The Casein-Free Diet:
A Quick-Start Guide

[Updated July 6, 2015]

A casein-free diet has been found to be beneficial for a number of people for a variety of reasons.

A gluten-free and casein-free (GF/CF) diet has provided positive results for many people diagnosed with an autistic spectrum disorder, such as autism, Asperger’s syndrome, atypical autism and pervasive developmental disorder.

Currently, there are no double-blind studies proving the efficacy of the GF/CF diet in autistic spectrum disorders. Several open studies conducted in Europe and the United States do provide strong positive data. There is also voluminous anecdotal evidence on the efficacy of the dietary approach.

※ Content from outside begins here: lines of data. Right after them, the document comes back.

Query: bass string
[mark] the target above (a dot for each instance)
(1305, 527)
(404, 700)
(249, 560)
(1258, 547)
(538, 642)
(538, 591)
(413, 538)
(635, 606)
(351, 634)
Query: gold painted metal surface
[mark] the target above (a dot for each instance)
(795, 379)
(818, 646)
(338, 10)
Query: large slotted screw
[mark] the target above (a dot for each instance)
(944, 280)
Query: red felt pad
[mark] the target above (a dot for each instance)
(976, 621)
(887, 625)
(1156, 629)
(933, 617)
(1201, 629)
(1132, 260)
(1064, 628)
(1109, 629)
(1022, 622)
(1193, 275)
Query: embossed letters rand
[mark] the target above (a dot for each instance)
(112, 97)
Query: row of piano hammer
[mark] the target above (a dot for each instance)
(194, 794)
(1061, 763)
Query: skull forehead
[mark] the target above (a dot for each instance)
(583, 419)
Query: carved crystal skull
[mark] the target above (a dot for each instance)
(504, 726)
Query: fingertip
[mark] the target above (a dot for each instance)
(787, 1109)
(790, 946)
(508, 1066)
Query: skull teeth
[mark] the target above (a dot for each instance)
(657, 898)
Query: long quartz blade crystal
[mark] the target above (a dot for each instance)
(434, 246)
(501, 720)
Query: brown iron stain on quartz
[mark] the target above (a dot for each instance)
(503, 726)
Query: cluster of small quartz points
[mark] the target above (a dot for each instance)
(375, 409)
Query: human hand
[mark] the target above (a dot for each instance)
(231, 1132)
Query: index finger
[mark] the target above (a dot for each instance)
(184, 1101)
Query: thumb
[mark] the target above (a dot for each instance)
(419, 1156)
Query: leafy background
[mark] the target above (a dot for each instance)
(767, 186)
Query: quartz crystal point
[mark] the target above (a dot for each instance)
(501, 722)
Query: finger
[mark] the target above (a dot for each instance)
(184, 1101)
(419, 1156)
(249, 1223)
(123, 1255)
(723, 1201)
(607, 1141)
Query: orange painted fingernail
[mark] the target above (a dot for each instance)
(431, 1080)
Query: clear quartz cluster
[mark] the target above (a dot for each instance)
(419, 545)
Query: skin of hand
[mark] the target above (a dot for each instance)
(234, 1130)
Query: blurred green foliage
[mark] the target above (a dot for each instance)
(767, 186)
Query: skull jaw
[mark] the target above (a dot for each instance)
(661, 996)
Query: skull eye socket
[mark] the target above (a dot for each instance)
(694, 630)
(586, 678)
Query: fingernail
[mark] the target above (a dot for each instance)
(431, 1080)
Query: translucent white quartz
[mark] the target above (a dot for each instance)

When removing dairy from the diet, it is vital that adequate calcium and vitamin D be added in the form of fortified milk substitutes or acceptable vitamin and mineral supplements. Guidance from a qualified physician or nutritionist is strongly advised.

Foods that contain casein
Half & Half
Sour Cream
White or Milk Chocolate
Ice Cream
Ice Milk
Creamed Soups and Vegetables
Soup Bases

Bovines and you
All bovine milk and milk products
contain casein.

Casein-free alternatives
Rice, Soy or Potato-Based Milks
Pareve Creams and Creamers
Italian Ices
Soy Ice Cream (not all flavors)
Ghee (if guaranteed casein free)
Coconut Butter
Coconut Milk

Foods that may contain casein
Tuna Fish
Dairy-Free Cheese (most brands)
Cosmetics, Medicines
Lactic Acid
Artificial Flavorings
Semi-Sweet Chocolate
Hot Dogs
Lunch Meats

Dairy free may contain casein.
Many non-dairy foods contain casein
proteins. Avoid foods that contain any
ingredient with casein or caseinate.

Kosher is good
Kosher pareve foods are casein free. Foods certified as kosher non-dairy or pareve are free of dairy proteins.